Tornar "toda mercadoria aceitável na troca, se não de fato, pelo menos de direito", baseando-se no papel que representam o ouro e a prata, é desconhecer este papel. O ouro e a prata não são aceitáveis de direito senão porque o são de fato, e o são de fato porque a organização atual da produção tem necessidade de um agente universal de troca. O direito não é senão o reconhecimento do fato.

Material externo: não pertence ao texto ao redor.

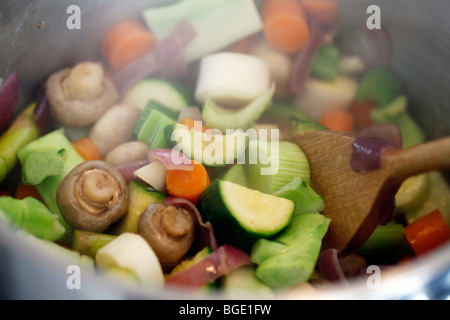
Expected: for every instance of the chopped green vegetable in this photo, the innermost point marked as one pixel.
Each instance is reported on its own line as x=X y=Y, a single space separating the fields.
x=41 y=165
x=212 y=149
x=212 y=21
x=380 y=86
x=305 y=198
x=291 y=257
x=21 y=132
x=151 y=128
x=140 y=198
x=224 y=119
x=241 y=215
x=53 y=142
x=325 y=65
x=271 y=166
x=88 y=243
x=164 y=92
x=33 y=217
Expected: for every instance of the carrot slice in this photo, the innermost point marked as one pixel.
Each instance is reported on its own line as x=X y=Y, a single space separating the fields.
x=87 y=149
x=188 y=184
x=323 y=11
x=24 y=191
x=427 y=233
x=338 y=121
x=125 y=43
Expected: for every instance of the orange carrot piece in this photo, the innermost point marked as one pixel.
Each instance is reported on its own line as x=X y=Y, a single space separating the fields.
x=285 y=25
x=361 y=113
x=323 y=11
x=427 y=233
x=188 y=184
x=338 y=121
x=87 y=149
x=125 y=43
x=24 y=191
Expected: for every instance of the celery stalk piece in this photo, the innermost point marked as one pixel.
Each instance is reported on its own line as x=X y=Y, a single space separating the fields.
x=214 y=22
x=53 y=142
x=22 y=131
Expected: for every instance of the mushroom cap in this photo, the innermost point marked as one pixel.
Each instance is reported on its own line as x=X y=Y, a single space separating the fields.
x=168 y=230
x=93 y=196
x=76 y=113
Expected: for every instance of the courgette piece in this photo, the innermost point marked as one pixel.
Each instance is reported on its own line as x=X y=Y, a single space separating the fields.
x=270 y=166
x=140 y=198
x=212 y=150
x=241 y=215
x=164 y=92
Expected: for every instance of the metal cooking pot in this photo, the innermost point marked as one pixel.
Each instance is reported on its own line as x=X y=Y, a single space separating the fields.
x=34 y=41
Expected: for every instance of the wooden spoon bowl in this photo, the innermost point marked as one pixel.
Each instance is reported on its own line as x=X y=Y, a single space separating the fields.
x=357 y=202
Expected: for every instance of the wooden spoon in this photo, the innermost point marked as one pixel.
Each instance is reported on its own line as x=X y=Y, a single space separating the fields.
x=357 y=202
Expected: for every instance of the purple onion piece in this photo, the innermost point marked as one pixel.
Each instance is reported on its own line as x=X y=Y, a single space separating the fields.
x=388 y=132
x=42 y=113
x=9 y=95
x=330 y=267
x=367 y=153
x=204 y=233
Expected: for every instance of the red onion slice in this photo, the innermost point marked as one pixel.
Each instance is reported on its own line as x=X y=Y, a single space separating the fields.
x=204 y=232
x=9 y=95
x=219 y=263
x=127 y=170
x=172 y=159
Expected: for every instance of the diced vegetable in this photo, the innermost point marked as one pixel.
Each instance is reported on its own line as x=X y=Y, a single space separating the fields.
x=53 y=142
x=87 y=149
x=323 y=11
x=305 y=198
x=338 y=121
x=241 y=215
x=242 y=284
x=188 y=184
x=88 y=243
x=427 y=233
x=208 y=22
x=140 y=198
x=223 y=119
x=141 y=259
x=320 y=97
x=41 y=165
x=21 y=132
x=325 y=65
x=162 y=91
x=126 y=42
x=232 y=79
x=220 y=262
x=386 y=245
x=33 y=217
x=212 y=149
x=285 y=25
x=235 y=174
x=413 y=193
x=296 y=252
x=270 y=166
x=9 y=95
x=154 y=174
x=151 y=129
x=380 y=86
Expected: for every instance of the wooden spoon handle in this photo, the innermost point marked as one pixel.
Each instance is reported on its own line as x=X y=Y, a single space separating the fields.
x=431 y=156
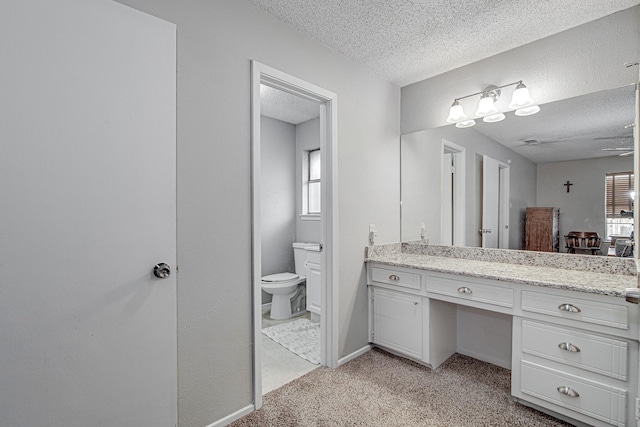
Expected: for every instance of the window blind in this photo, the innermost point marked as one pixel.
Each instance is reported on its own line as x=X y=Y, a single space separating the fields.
x=618 y=198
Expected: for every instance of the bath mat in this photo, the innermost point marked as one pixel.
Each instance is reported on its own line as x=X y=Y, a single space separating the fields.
x=301 y=337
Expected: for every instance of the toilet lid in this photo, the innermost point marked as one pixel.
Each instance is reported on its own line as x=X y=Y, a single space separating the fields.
x=280 y=277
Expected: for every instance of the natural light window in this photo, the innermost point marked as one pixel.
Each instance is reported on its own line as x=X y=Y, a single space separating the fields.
x=619 y=203
x=311 y=183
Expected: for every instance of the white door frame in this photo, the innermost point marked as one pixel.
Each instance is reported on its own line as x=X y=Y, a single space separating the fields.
x=459 y=208
x=263 y=74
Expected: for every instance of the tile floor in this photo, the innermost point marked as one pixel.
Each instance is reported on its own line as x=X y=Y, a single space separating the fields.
x=279 y=365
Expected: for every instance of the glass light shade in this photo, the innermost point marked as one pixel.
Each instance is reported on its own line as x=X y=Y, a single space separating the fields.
x=456 y=113
x=521 y=97
x=486 y=107
x=493 y=118
x=527 y=111
x=466 y=124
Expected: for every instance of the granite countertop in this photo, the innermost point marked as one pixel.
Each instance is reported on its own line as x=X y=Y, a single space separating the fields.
x=574 y=280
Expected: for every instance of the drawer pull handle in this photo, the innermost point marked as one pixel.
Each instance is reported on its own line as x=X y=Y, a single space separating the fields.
x=568 y=391
x=569 y=347
x=569 y=307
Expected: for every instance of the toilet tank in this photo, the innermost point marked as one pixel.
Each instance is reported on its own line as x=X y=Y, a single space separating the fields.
x=300 y=256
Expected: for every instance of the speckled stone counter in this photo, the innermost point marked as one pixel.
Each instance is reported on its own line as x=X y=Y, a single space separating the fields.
x=582 y=273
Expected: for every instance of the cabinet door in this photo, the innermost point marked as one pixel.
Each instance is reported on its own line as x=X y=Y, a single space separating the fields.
x=397 y=321
x=313 y=288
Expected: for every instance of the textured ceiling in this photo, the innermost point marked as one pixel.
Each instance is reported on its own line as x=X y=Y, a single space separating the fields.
x=288 y=108
x=407 y=41
x=571 y=129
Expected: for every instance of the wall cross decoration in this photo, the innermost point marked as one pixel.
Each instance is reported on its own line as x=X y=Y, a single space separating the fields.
x=568 y=185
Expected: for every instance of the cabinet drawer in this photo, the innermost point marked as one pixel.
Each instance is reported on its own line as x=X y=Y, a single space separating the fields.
x=590 y=352
x=479 y=292
x=596 y=400
x=601 y=313
x=396 y=277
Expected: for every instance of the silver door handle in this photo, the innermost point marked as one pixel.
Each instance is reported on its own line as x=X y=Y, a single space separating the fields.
x=569 y=347
x=568 y=391
x=569 y=307
x=162 y=270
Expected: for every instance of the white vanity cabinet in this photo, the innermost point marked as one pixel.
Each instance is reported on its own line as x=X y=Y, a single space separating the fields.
x=397 y=311
x=397 y=321
x=576 y=354
x=314 y=294
x=573 y=354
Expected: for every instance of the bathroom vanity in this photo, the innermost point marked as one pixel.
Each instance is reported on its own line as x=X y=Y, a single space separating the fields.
x=561 y=324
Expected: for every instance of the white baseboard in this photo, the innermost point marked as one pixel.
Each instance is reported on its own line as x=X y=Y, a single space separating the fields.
x=232 y=417
x=353 y=355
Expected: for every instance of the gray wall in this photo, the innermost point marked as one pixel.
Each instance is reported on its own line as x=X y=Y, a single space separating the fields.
x=307 y=138
x=421 y=178
x=582 y=60
x=583 y=208
x=216 y=41
x=278 y=196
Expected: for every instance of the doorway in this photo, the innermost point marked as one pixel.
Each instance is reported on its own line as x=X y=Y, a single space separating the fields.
x=453 y=194
x=495 y=203
x=265 y=76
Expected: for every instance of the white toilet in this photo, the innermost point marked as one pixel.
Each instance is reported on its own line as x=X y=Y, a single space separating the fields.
x=283 y=286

Como vimos, o exemplo do dinheiro como aplicação do valor passado ao estado de constituição não tinha sido escolhido pelo sr. Proudhon senão para fazer passar de contrabando toda a sua doutrina de permutabilidade, ou seja, para demonstrar que toda mercadoria avaliada pelo seu custo de produção deve chegar ao estado de moeda. Tudo isso estaria certo, se não fosse o inconveniente de que precisamente o ouro e a prata, enquanto moeda, são de todas as mercadorias as únicas que não são determinadas pelo seu custo de produção: e isso é de tal modo verdadeiro que na circulação elas podem ser substituídas pelo papel. Enquanto houver uma certa proporção, observada entre as necessidades e circulação e a quantidade de moeda emitida, seja moeda em papel, em ouro, em platina ou cobre, não se poderá falar de uma proporção a observar entre o valor intrínseco (o custo de produção) e o valor nominal da moeda. Sem dúvida, no comércio internacional, a moeda é determinada, como qualquer outra mercadoria, pelo tempo de trabalho. Mas é que também o ouro e a prata, quando passam para o comércio internacional, são meios de troca como produto e não como moeda, o que equivale a dizer que perdem este caráter de "fixidade e autenticidade", de "consagração pelo soberano", que formam para o sr. Proudhon o seu caráter específico. Ricardo compreendeu tão bem esta verdade que, depois de ter baseado todo o seu sistema no valor determinado pelo tempo de trabalho, e depois de ter dito que "o ouro e a prata, assim como todas as outras mercadorias, não têm valor senão na proporção da quantidade de trabalho necessária para os produzir e fazê-los chegar ao mercado", acrescenta que o valor da moeda não é determinado pelo tempo de trabalho fixado na sua matéria, mas somente pela lei da oferta e da procura.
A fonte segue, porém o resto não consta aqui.